Principal investigators: Prof. Dr. Renée Heilbronner, Basel University
Co-Investigators: PD Dr. Holger Stünitz, Basel University, and PD Dr.
Karsten Kunze, ETH Zürich.
Collaboration: Prof. Jan Tullis of Brown University, U.S.A. and Dr. John
FitzGerald, ANU, Australia.
Additional information:
Applications (including CV, research statement, references):
Prof. Dr. Renée Heilbronner
Geological Institute
Bernoullistr.32
CH-4056 Basel
Switzerland
(We do not accept e-mail applications)
Description:
Single and bicrystal deformation of quartz
This PhD project is in the field of experimental rock deformation and involves
two different types of experiments: (a) Single crystal experiments on natural
quartz - to study the temperature effect on the activation of different slip
systems in quartz. (b) Bi-crystal experiments using two different crystal
orientations - to study aspects of recovery and recrystallization and the CPO
development. All experiments will be carried out in our Griggs-type solid
medium apparatus.
The microstructures and the texture of the deformed samples will be studied
in detail. The misorientation analysis of recovery and recrystallization of all
samples will be performed by computer-integrated-polarization (CIP)
microscopy. The method allows for a fast data acquisition of orientation
imagining and shape- and grain- (crystallographic domain) size analysis.
Additional to the CIP-analysis, other crystallographic directions than the <c>-
axis and their misorientation due to deformation will be determined by electron
backscattered diffraction (EBSD) in the SEM.
The aim of the study is to better understand the fundamental processes active
in quartz deformation and the importance of these processes for dislocation
glide and recovery and recrystallization. The knowledge of these processes is
the prerequisite for accurate physical models of deformation, such as those
existing for olivine. We also want to obtain quantitative data on quartz slip
system activation and recrystallization and their dependence on temperature
and/or H2O content.
We are looking for a student with a keen interest in the physical processes
that operate during mineral and rock deformation. Applicants should have a
talent for experimental work and a good background in structural geology.
Deformation of quartz in polymineralic rocks
This PhD project is addressed to naturally deformed granitic rocks in
comparison with synthetically produced and experimentally deformed quartzcontaining
polyphase rocks.
The project includes mapping and sampling of naturally deformed tonalites
and granitoids in the Bergell and Adamello intrusions along different
temperature and strain profiles. The quartz content of these rocks is only on
the order of 20%, however, its rheological behaviour is important and its
microstructure very varied.

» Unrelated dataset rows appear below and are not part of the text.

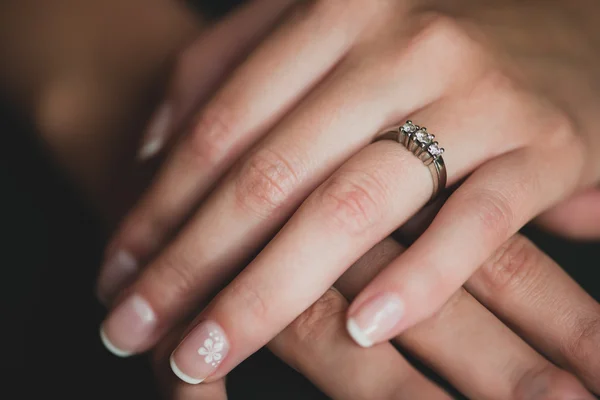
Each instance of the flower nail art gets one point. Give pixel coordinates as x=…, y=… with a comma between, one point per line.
x=212, y=349
x=201, y=353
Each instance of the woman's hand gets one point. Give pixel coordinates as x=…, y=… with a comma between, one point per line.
x=464, y=342
x=508, y=87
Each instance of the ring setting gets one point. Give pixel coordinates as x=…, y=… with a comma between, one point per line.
x=423, y=145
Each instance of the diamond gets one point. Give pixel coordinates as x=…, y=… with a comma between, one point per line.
x=435, y=150
x=423, y=137
x=409, y=127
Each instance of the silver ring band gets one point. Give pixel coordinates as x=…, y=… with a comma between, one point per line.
x=421, y=143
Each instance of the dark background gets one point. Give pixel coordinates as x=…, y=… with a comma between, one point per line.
x=51, y=246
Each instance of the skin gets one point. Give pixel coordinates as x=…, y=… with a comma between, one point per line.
x=329, y=360
x=265, y=155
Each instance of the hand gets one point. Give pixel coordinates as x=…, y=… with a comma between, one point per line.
x=450, y=66
x=464, y=343
x=577, y=217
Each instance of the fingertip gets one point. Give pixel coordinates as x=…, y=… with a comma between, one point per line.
x=111, y=347
x=181, y=375
x=357, y=334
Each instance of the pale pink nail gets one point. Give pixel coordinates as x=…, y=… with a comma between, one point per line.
x=128, y=327
x=118, y=271
x=157, y=132
x=375, y=319
x=200, y=353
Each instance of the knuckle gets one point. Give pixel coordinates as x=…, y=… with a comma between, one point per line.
x=352, y=203
x=325, y=314
x=494, y=212
x=212, y=135
x=548, y=382
x=173, y=280
x=514, y=264
x=256, y=308
x=446, y=36
x=265, y=181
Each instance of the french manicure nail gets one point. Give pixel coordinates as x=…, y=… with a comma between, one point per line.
x=128, y=326
x=156, y=134
x=118, y=271
x=375, y=319
x=200, y=353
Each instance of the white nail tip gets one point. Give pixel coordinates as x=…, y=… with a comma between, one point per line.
x=111, y=347
x=181, y=375
x=357, y=334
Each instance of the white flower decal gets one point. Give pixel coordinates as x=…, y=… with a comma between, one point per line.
x=211, y=350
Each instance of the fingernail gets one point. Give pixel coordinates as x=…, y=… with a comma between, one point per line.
x=200, y=353
x=156, y=134
x=128, y=326
x=375, y=319
x=116, y=272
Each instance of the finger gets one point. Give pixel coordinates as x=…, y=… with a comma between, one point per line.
x=340, y=221
x=205, y=63
x=249, y=103
x=252, y=201
x=317, y=345
x=531, y=293
x=496, y=201
x=577, y=217
x=174, y=388
x=469, y=346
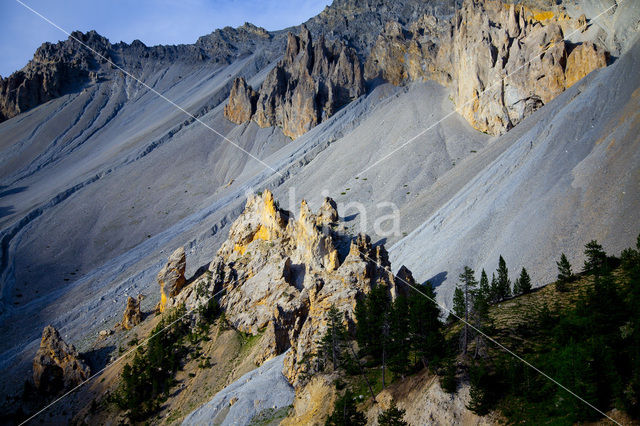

Using a combination of SEM backscatter imaging
(to separate the phases) and CIP analysis (masking out all of the non-quartz
phases) and EBSD, the microstructure and texture of the quartz occurring in
polyphase rocks will be characterized and compared to the microstructure and
texture of pure quartzites.
The natural samples are then to be compared with exerimentally deformed
samples of polyphase material (collaboration with Jan Tullis, Brown
University) using the same analytical methods on the experimental material as
on the natural one. Depending on the range of microstructures found,
additional field areas will be investigated.
The aim of this study is to enhance our ability to interprete the deformation
conditions of naturally deformed granitic rocks. We hope that the deformed
quartz in granitoids may serve as a key mineral, as it has done in the case of
quartz veins and fibres in previous studies. We therefore expect that through
detailed analysis of deformed quartz in polyphase materials we may derive
the physical conditions of the rock at the time of deformation.
Also, we expect that we may contribute to our understanding of changing
(inverted) viscosity contrasts of minerals in polymineralic rocks as a function
of increasing temperature, decreasing strain rate or flow stress. This would be
important for the extrapolation of the rheology of polyphase materials from
experiments to nature.
We are looking for a student who is interested in working both in the field and
in front of the computer screen. Successful applicants should have good
mapping skills, a strong background in structural geology, and a talent for
digital image processing.